An employment law boutique wanted a single intake and matter system that turned client emails, court filings, and prior firm work into a structured record the firm could actually query.
Every new matter began as a long client email, a stack of attachments, and a phone call. The facts were already there. The dates were already there. The prior employer's policies, the dates of complaints, the names of supervisors, the references to specific incidents, all of it was sitting in the email thread, and a paralegal would spend hours manually extracting it into a spreadsheet that would later get abandoned.
Across hundreds of matters over the firm's history, the firm had drafted the same standard letters, the same complaints, and the same first-pass discovery requests. Each one was started fresh from a generic template because the firm's prior letters were not in a place anyone could search.

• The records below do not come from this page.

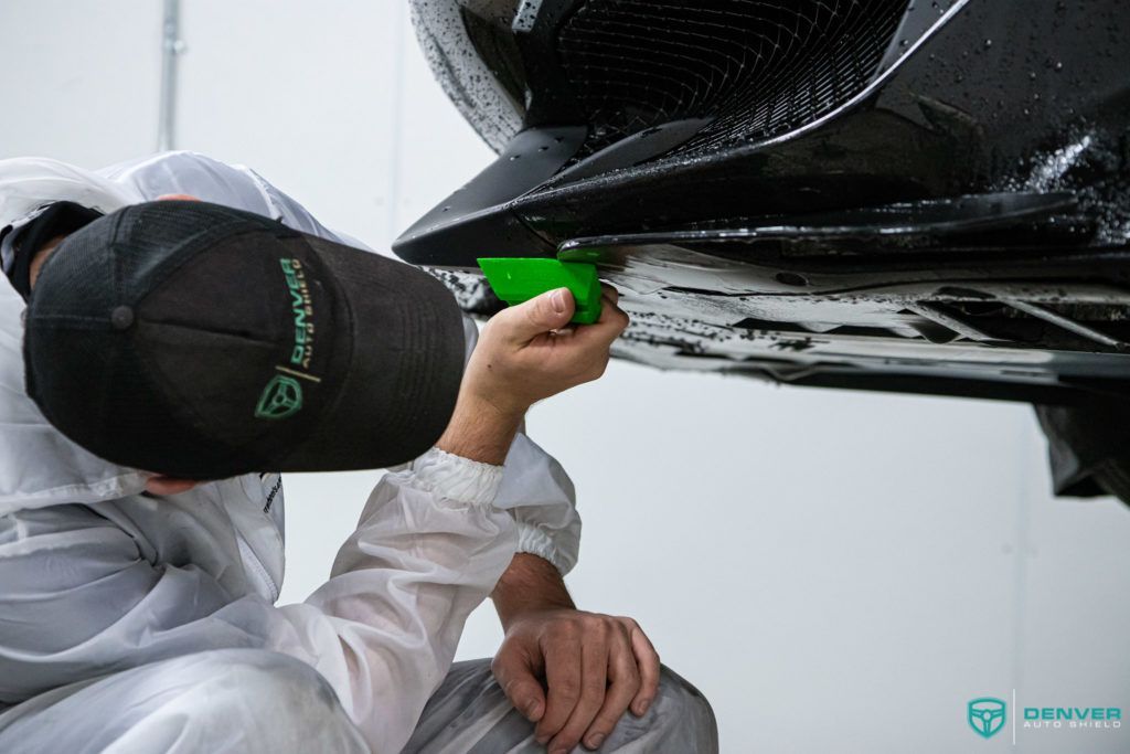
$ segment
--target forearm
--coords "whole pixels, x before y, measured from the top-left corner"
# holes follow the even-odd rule
[[[503,630],[521,615],[575,607],[557,569],[548,561],[528,553],[514,555],[490,598]]]
[[[461,391],[436,448],[481,463],[502,466],[524,413]]]

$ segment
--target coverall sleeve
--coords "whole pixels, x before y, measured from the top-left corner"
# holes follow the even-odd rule
[[[470,358],[479,331],[470,318],[463,318],[463,330]],[[573,480],[557,459],[530,440],[524,422],[506,454],[495,505],[518,522],[518,552],[553,563],[562,575],[573,570],[581,548]]]
[[[373,751],[400,751],[513,557],[513,519],[492,505],[501,476],[436,449],[385,475],[329,581],[284,607],[229,595],[190,561],[150,560],[97,505],[0,517],[0,703],[169,657],[271,649],[318,669]]]

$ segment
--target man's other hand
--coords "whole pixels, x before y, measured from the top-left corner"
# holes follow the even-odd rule
[[[635,621],[576,609],[515,617],[492,669],[550,754],[600,747],[625,711],[642,717],[659,690],[659,655]]]

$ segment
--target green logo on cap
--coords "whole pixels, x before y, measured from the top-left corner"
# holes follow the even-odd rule
[[[255,417],[261,419],[285,419],[302,408],[302,385],[297,380],[276,374],[263,388],[255,406]]]

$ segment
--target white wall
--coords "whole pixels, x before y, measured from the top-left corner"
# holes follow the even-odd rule
[[[2,0],[0,157],[150,150],[159,5]],[[183,5],[177,146],[253,166],[327,224],[386,248],[490,159],[400,2]],[[530,427],[577,484],[577,603],[640,619],[713,700],[724,752],[1007,748],[965,703],[1012,688],[1130,708],[1130,511],[1052,500],[1023,406],[614,364]],[[325,578],[376,476],[287,478],[284,600]],[[460,657],[498,639],[485,606]],[[1130,731],[1019,744],[1130,751]]]

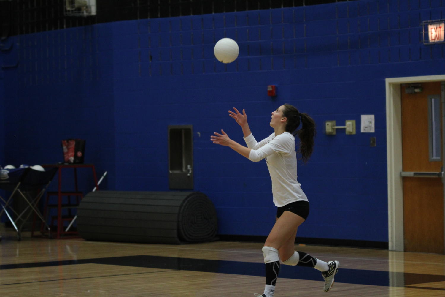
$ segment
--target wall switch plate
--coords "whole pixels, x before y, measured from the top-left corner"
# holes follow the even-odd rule
[[[371,141],[369,142],[369,144],[370,146],[376,146],[376,138],[372,137],[371,138]]]
[[[356,120],[346,120],[346,134],[353,135],[356,134]]]
[[[324,122],[324,132],[326,135],[335,135],[335,121],[326,121]]]

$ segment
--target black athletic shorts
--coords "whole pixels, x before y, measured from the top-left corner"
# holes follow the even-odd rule
[[[306,220],[309,216],[309,202],[305,200],[300,200],[291,202],[288,204],[278,207],[277,210],[277,217],[281,216],[285,211],[293,212]]]

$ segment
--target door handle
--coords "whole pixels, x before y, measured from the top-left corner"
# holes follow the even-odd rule
[[[443,171],[440,172],[415,172],[402,171],[400,173],[400,176],[409,176],[411,177],[442,177]]]

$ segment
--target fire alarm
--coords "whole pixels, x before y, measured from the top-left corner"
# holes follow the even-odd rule
[[[269,85],[267,86],[267,95],[271,97],[277,95],[276,86],[275,85]]]

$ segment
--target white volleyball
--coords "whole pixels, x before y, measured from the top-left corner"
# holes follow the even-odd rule
[[[45,171],[45,169],[40,165],[34,165],[34,166],[31,166],[31,167],[33,169],[34,169],[34,170],[38,170],[39,171]]]
[[[233,62],[238,57],[239,48],[236,41],[231,38],[225,38],[220,39],[215,45],[213,49],[215,57],[222,63],[227,63]]]

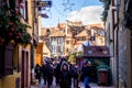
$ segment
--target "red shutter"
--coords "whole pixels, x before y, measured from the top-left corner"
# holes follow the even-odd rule
[[[4,75],[13,74],[13,45],[8,44],[4,50]]]

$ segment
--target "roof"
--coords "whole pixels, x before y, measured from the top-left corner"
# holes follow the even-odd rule
[[[108,46],[84,46],[85,57],[110,57]]]

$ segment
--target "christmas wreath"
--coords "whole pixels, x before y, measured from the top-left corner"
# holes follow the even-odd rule
[[[26,45],[31,43],[31,35],[26,29],[31,28],[21,21],[22,15],[18,10],[11,9],[8,4],[0,6],[0,41]]]

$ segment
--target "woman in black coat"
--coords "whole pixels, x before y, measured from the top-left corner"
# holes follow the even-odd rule
[[[61,88],[70,88],[70,73],[68,64],[63,64],[61,69]]]

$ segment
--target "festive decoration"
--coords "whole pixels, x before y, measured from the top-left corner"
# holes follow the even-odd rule
[[[18,10],[9,8],[8,4],[0,6],[0,41],[26,45],[31,42],[31,35],[26,32],[30,28],[21,21],[22,16]]]

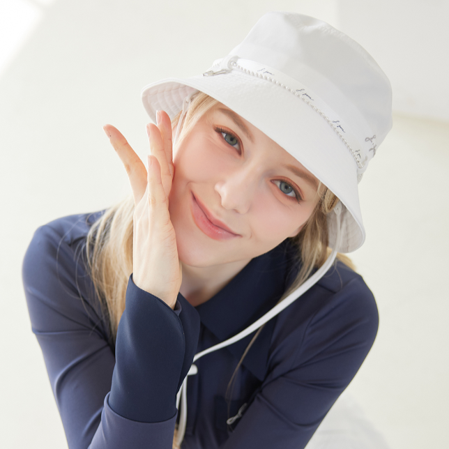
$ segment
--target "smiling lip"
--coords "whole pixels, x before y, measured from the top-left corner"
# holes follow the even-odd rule
[[[206,235],[215,240],[228,240],[241,237],[219,220],[214,218],[206,206],[192,192],[192,212],[197,226]]]

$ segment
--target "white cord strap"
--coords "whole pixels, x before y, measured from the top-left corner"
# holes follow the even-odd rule
[[[244,338],[247,335],[249,335],[251,333],[254,332],[258,329],[261,326],[266,323],[268,320],[271,319],[273,317],[275,317],[280,312],[284,310],[291,303],[298,299],[301,295],[303,295],[305,291],[307,291],[311,287],[316,284],[328,271],[330,268],[332,264],[335,260],[337,257],[337,252],[338,251],[338,248],[340,247],[340,240],[341,240],[341,213],[342,213],[342,204],[338,201],[335,206],[333,208],[333,211],[337,214],[338,220],[337,220],[337,241],[335,243],[335,246],[333,249],[332,252],[329,254],[327,260],[324,264],[312,275],[309,277],[305,282],[300,285],[296,290],[291,293],[285,299],[284,299],[279,304],[277,304],[275,307],[271,309],[269,312],[266,313],[263,317],[261,317],[257,321],[254,321],[251,326],[248,327],[244,330],[242,330],[239,333],[236,334],[234,337],[229,338],[228,340],[215,344],[215,346],[211,347],[204,351],[201,351],[198,353],[195,354],[193,358],[193,363],[197,360],[199,358],[208,354],[211,352],[220,349],[226,346],[238,342],[239,340]],[[181,414],[179,417],[179,425],[178,426],[178,438],[176,439],[176,443],[181,446],[181,443],[184,438],[184,434],[185,433],[185,424],[187,422],[187,379],[189,376],[195,375],[198,372],[198,369],[195,365],[193,363],[189,370],[187,376],[185,376],[184,381],[183,381],[181,388],[178,392],[176,395],[176,408],[179,409],[179,401],[181,399]]]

An intake system that reads the client email, the attached documents, and any related court filings, and parses the underlying facts and dates into a structured matter record. The record holds parties, employers, timeline of events, prior complaints, EEOC filings, settlement history, and the procedural posture of any pending matter.
Underneath it sits the firm's database of prior matters and prior work product. When the new matter resembles an old one, the system surfaces the relevant prior letters, complaints, and discovery requests to the partner. The first draft of the firm's standard letter to the employer is pre-populated using the parties and dates from the matter record, in the firm's voice, drawn from the firm's prior letters on similar fact patterns.
The partner reviews and edits. The output is a draft, not a filed pleading. Judgment stays with the lawyer.
Intake on a new matter takes minutes instead of an afternoon. The firm's prior work is queryable for the first time. Associates who joined the firm last year can find the firm's settled view of recurring fact patterns the way the senior partner would describe them, instead of asking the senior partner.
The firm owns the code, the database, and the prompts. New matter types are added by the firm's own people without calling us back.